Millions of people are now enrolled in workplace pensions automatically through what’s known as auto-enrolment.
Each time you start a new job you start a new pension, which can leave you with several pots of cash that are easily forgotten about.
Even if you were only in a job for a couple of years, small amounts of money can still add up over time.
This it because the money you add into the workplace pension is invested and grows over time.
Below, we reveal how to track down a lost pension and claim some much-needed cash.
How to track down a lost pension pot
First, and if you can, gather all the pension documentation you have, such as paper work or online documents or emails.
You should receive this when you first sign up for a workplace pension.
Pension providers tend to send annual statements by post which you can use to find any crucial contact details too.
If, once trawling through your paperwork, you see any pension providers you don’t recognise, you can get in touch with them.
Ask if they have any information about your pension pot and its value and they should be able to help.
If you can’t find the right paperwork, or you can’t remember who an old pension was with, you can speak to the HR department at your former employer.

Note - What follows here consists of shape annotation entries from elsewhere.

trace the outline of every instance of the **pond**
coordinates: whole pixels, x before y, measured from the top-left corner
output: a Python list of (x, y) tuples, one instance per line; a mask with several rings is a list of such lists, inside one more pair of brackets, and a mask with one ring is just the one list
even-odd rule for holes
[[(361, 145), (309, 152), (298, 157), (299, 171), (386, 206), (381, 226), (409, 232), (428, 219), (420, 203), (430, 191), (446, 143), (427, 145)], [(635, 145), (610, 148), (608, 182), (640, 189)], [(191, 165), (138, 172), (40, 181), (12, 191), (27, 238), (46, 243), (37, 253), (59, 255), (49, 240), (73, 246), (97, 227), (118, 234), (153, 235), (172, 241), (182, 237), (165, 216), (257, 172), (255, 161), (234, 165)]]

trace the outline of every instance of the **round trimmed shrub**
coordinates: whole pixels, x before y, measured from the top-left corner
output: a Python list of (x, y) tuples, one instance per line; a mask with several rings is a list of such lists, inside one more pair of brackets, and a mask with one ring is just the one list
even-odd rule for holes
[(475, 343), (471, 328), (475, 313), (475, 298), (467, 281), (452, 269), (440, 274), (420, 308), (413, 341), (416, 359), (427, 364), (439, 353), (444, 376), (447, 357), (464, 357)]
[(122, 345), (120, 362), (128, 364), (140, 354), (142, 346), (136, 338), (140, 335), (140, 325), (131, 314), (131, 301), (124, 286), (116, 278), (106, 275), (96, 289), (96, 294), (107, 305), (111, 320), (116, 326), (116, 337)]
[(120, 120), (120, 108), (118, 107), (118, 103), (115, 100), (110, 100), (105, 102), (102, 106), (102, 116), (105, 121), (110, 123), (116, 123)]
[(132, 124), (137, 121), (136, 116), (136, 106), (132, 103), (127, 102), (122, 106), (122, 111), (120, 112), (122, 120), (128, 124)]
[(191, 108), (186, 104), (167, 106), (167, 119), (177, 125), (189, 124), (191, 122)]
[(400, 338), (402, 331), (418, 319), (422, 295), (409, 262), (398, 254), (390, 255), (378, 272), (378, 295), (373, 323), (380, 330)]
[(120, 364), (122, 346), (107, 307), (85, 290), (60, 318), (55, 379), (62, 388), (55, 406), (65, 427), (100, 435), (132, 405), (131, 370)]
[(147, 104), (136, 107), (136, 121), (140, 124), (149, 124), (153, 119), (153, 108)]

Contact them to see if they can help you find out which pension provider administered your workplace scheme.
If you can’t get in touch with a previous employer, or you are trying to hunt down a private pension, you can use the Government’s online Pension Tracing Service.
You can also try calling the service on 0800 731 0193 or +44 (0)191 215 4491 if you are calling from outside the UK.
It’s free to use and lets you search a database of hundreds of thousands of pension schemes to find any contact details.
You enter the name of your employer or old pension provider.
The service tells you who managed your old company’s scheme and its contact details.
What is pensions auto-enrolment?
HERE's what you need to know about pensions auto-enrolment:
What is pension auto-enrolment?
Since October 2012, employers have had to enrol their staff into workplace pension schemes as part of a government initiative to get people to save more for retirement.
When does auto-enrolment apply?
You will be automatically enrolled into your work’s pension scheme if you meet the following criteria:
- You aren’t already in a qualifying workplace scheme.
- You are aged at least 22.
- You are below state pension age.
- You earn more than £10,000 a year
- You work in the UK.
How much do I contribute?
There are minimum contributions that you and your employer must pay.
Your minimum contribution applies to anything you earn over £6,240 up to a limit of £50,270 in the current tax year. This includes overtime and bonus payments.
A minimum of 8% must be paid into the pension, with you contributing 5% and your employer paying at least 3%.
What if I have more than one job?
For people with more than one job, each job is treated separately for automatic enrolment purposes.
Each of your employers will check whether you’re eligible to join their pension scheme. If you are, then you’ll be automatically enrolled in that employer’s workplace pension scheme.
Can I opt out?
You can choose to opt out, but you’ll miss out on the contributions from the government and from your employer. If you do choose to opt out you can opt back in later.
If you’ve tracked down multiple lost pension pots, it can save you money in fees by consolidating them into one.
But beware, by combining the pots into a new scheme, it can mean losing out on benefits from a previous one.
Helen Morrissey, head of retirement analysis at Hargreaves Lansdown, previously told The Sun: “Moving all your pensions into one pot can slash the fees you pay and mean you retire with a much larger sum saved.
“However, it’s vital you check that you aren’t losing out on valuable benefits by doing so and seek advice if necessary.”